Why does Krugman find this "startling"? As O'Neill himself said on "Today" today, "People are trying to make a case that I said the president was planning war in Iraq early in the administration. Actually, there was a continuation of work that had been going on in the Clinton administration with the notion that there needed to be regime change in Iraq." He continues:
One of the candidates had said this confirms his worst suspicions. I'm amazed that anyone would think that our government, on a continuing basis across political administrations, doesn't do contingency planning and look at circumstances. Saddam Hussein has been this forever. And so, I was surprised, as I've said in the book, that Iraq was given such a high priority.
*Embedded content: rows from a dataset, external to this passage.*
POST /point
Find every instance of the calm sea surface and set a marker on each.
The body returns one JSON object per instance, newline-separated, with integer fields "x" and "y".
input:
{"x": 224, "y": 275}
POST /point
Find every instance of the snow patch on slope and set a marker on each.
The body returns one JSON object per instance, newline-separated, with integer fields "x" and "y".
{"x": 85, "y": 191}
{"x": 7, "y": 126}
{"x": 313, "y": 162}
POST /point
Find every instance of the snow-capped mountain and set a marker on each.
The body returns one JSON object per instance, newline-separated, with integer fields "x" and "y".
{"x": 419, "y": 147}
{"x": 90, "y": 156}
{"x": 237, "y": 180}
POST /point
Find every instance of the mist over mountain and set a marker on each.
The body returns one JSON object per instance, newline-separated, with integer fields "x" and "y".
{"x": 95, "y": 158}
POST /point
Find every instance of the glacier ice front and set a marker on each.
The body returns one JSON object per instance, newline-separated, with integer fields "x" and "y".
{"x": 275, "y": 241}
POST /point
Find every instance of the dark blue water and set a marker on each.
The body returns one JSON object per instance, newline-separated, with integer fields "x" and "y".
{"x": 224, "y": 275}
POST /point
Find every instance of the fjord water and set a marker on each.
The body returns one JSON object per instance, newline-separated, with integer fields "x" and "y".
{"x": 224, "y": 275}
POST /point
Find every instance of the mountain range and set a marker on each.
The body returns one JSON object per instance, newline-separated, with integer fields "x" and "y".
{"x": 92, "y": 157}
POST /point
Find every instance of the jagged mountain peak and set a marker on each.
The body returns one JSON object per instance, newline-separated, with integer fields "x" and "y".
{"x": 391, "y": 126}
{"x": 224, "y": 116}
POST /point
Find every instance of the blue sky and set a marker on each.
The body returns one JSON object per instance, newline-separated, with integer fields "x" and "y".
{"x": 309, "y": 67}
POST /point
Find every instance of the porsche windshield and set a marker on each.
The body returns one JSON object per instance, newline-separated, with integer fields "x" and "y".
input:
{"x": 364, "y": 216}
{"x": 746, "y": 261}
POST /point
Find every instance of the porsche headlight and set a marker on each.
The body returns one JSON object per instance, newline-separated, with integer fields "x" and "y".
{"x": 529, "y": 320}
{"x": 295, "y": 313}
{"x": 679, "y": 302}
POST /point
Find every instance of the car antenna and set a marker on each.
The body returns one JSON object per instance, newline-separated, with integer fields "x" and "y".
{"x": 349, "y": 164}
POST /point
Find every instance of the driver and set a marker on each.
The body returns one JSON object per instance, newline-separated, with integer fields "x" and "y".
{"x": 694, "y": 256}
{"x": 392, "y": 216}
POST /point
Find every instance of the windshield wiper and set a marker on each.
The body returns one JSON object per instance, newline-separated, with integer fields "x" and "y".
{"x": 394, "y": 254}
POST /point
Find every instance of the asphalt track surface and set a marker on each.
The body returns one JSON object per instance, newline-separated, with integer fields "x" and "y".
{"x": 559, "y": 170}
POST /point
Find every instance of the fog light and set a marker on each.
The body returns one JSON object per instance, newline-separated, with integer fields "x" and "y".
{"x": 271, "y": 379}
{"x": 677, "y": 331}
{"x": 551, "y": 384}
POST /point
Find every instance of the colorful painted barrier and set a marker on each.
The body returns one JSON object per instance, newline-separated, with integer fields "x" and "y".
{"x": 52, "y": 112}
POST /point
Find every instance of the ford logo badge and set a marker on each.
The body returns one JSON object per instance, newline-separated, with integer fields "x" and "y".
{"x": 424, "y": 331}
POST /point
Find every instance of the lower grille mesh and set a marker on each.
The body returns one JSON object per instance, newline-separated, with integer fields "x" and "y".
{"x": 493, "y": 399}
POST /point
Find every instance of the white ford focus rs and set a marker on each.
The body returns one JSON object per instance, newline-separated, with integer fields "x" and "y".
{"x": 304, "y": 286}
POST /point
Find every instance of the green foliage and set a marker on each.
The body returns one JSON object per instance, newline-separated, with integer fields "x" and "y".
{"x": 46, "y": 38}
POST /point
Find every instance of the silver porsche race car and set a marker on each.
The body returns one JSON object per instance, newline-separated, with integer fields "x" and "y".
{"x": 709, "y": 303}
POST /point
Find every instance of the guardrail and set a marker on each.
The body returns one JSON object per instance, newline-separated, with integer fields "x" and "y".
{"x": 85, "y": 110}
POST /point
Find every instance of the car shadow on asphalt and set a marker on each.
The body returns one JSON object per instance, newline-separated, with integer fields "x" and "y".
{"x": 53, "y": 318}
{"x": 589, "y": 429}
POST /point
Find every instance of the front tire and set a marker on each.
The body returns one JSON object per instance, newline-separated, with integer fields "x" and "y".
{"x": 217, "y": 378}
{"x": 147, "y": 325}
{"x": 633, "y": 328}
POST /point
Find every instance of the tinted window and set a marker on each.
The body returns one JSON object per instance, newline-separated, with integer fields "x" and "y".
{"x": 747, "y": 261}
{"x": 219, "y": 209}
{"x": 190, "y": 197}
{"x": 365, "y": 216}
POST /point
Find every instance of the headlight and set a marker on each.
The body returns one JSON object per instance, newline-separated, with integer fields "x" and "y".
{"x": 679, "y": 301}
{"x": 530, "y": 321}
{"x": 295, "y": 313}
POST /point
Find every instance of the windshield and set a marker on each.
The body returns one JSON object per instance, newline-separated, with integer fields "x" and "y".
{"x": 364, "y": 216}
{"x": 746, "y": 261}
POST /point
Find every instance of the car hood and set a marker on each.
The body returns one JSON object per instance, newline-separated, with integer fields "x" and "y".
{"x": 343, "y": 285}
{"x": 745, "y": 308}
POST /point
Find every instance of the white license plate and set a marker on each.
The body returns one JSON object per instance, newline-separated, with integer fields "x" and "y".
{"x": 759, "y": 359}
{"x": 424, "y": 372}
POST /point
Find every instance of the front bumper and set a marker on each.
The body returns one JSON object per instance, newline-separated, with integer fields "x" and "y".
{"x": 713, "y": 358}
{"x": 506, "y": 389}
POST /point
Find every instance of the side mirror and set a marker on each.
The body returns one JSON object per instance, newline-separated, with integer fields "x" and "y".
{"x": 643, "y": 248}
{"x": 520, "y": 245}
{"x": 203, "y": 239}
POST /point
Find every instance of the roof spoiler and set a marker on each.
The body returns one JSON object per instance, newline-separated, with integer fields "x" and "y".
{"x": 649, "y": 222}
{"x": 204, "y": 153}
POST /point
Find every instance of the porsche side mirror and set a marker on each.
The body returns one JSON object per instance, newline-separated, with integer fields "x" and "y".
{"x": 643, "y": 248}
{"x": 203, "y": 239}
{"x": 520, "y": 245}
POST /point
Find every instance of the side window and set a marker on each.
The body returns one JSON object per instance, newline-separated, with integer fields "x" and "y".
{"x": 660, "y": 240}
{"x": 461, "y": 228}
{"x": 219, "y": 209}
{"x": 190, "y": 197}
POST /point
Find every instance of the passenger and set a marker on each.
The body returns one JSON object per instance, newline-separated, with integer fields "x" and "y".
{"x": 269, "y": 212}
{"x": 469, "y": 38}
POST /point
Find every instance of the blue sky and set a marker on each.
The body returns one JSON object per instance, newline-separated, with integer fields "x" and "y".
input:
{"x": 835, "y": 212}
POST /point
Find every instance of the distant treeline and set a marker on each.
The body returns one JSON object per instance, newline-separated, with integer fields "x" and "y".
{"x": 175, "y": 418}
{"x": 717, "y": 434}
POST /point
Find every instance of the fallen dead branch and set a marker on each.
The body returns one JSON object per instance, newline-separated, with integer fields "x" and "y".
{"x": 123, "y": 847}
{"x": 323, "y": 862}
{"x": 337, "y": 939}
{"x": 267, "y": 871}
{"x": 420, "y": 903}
But I was not surprised that we were doing a continuation of planning that had been going on and looking at contingency options during the Clinton administration.
It's cute, too, how last week the Angry Left was denouncing the Bush administration for having "no plan" for Iraq, and now the complaint is that it did have a plan.
"There's much more in Mr. Suskind's book," Krugman raves. "All of it will dismay those who still want to believe that our leaders are wise and good." But the Associated Press notes that O'Neill doesn't share Krugman's enthusiasm:
Asked if he plans to vote for Bush in November's presidential election, O'Neill said he "probably" would. "I don't see anyone who is better prepared or more capable," he told NBC.
This underscores why the Democrats are in such deep trouble. So effectively have they convinced themselves of an absurdly overwrought case against President Bush that they've forgotten you can't beat an incumbent without a plausible challenger--and thus they seem likely to end up with Howard Dean, or maybe Wesley Clark. But we'd better stop there; we don't want to ruin the story by telling you how it ends.